The presenter, John Richardson of John Richardson Training identifies stress as both an employers’ and an employees’ issue. This seminar discusses organisational responsibilities and options whilst considering the significant upside in addressing stress in your workplace. John is an experienced, thorough, motivational speaker (some of you may remember his tiredness/sleep seminar a couple of years ago) and is willing to discuss issues that may have cropped up in your organisation. Well worth coming along … and a free cold buffet to start with!
*This seminar is all the more relevant following the publication of a Mind report on stress in the workplace which reveals that half of all employees (and that includes senior managers) have experienced a mental health problem in their current job. To tackle the issue, The Duke of Cambridge has teamed up with several mental health organisations to launch a free resource aimed at improving staff wellbeing – check out the Mental Health at Work ‘gateway’. The resource is much-needed, it would seem. As many as 300,000 people lose their job each year due to a mental health problem. Furthermore poor mental health at work costs the UK economy between £72bn and £99bn.
*Separate research by Mind found one in three employers do not know where to look for information and guidance, and Heads Together research shows that just 2% of people were prepared to talk to HR about mental health. But being a supportive manager can make a huge difference.

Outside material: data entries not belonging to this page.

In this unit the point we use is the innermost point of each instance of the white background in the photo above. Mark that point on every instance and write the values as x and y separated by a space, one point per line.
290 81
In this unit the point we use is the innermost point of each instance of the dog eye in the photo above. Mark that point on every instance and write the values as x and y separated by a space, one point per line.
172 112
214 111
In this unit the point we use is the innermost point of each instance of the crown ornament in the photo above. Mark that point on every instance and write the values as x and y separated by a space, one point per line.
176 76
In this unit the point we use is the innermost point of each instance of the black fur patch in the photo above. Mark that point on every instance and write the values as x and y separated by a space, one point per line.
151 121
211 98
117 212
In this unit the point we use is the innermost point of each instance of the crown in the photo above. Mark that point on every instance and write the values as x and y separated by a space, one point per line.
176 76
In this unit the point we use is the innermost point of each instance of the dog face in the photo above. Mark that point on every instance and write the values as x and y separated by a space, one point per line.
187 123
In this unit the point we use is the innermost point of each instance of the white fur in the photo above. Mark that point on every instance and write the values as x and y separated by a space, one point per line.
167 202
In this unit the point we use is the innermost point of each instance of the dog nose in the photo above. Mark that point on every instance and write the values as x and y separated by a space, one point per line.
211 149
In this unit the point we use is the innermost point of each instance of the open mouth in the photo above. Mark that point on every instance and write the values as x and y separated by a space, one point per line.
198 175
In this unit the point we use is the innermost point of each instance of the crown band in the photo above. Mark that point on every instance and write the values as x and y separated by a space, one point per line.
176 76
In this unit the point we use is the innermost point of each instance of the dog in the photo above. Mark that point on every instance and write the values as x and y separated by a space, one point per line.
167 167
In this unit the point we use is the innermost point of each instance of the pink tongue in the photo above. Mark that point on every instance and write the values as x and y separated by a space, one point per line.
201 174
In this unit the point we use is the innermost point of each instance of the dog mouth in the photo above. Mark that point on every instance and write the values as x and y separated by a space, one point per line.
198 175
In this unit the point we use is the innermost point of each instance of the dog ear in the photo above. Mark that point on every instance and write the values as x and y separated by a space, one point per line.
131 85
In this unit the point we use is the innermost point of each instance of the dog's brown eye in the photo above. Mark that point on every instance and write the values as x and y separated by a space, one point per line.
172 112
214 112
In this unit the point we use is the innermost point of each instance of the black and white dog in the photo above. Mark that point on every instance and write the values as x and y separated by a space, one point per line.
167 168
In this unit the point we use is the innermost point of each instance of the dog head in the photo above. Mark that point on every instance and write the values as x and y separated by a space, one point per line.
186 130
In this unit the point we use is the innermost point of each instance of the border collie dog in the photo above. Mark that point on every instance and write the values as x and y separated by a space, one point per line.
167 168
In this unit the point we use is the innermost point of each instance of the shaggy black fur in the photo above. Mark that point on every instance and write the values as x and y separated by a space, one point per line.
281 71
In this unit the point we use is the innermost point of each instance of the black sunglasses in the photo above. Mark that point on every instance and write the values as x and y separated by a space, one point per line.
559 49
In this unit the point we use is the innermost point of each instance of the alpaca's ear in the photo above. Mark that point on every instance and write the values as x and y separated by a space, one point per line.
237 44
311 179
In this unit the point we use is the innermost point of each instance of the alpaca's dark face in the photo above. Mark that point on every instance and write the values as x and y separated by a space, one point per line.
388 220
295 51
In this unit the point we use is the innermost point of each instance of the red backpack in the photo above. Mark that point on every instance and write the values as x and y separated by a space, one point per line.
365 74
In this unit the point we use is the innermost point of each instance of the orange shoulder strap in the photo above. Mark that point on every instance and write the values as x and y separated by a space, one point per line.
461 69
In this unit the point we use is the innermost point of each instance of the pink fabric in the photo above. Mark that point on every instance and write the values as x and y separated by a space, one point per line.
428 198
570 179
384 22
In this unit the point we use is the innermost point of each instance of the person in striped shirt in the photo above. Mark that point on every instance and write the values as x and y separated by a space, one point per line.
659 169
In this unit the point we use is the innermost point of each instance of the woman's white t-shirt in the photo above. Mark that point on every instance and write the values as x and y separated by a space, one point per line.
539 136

Managers who felt their employer supported their mental health, or actively learnt about supporting team members with mental health problems, were far more likely to feel confident in promoting staff wellbeing.
This follows on from an earlier survey that 38% of NHS staff feel unwell due to work-related stress – more info here The NHS is not alone – stress is one of the most commonly reported cause of occupational health in Britain, accounting for 40% of all work-related ill-health causes, and 49% of all working days lost due to ill-health in 2016/17.
*Acknowledgement – paragraphs taken directly, more or less, from the Mind website.
ALL WELCOME BUT PLEASE CONTACT THE SECRETARY IF YOU INTEND TO ATTEND (to ensure adequate food supplies or special requirements, thinking vegetarian or gluten-free). Secretary’s email address: email@example.com
Report on the last HOHSG meeting – 2nd May – AGM & Group Meeting – Topic: Fire Protection Post-Grenfell
Report on the last meeting 2nd May – AGM & Group Meeting – Topic: Fire Protection Post-Grenfell
19 members attended with Tony Bolder giving an overview of fire safety legislation and possible reasons why the Grenfell situation was allowed to occur. Tony is an authority on fire safety and is very familiar with high-rise dwellings (check out his CV – very impressive). He is also involved in the Hackitt review and is providing feedback on the final report which should be published in mid-May. HOHSG members can now view Tony’s presentation as a pdf through the Members’ Menu – if it doesn’t appear to start with, check your Downloads icon (any problems, contact firstname.lastname@example.org).
Following the AGM, we are pleased to announce that Denis Fowler from York University has joined the Committee. Unfortunately due to work commitments Mandy Masters (Rix Shipping) and Dale Robinson (safety consultant) have resigned along with Graham Kettlewell (retired, Hull College) who wants to spend more time with his family.
Note from the Editor: The Hackitt Review was published on Thursday 17th May and perhaps surprisingly did not recommend the banning of combustible cladding. According to the i newspaper it has drawn considerable criticism, not least from the Royal Institute of British Architects (RIBA) which said: “This review should have been a defining moment. We are extremely concerned that it has failed to act on the urgent need to immediately protect life safety.” And the MP for Tottenham, David Lammy, considered it unthinkable that flammable [sic] cladding has not been banned. The Institute of Occupational Safety and Health (IOSH) has put out a statement urging the Government to act swiftly on the Hackitt fire safety recommendations – more details from IOSH through this link. However, the media had already reported that Prime Minister, Theresa May, has pledged £400m to remove and replace dangerous cladding from tower blocks – 11 months after the Grenfell disaster. Her spokesman said it would take two years.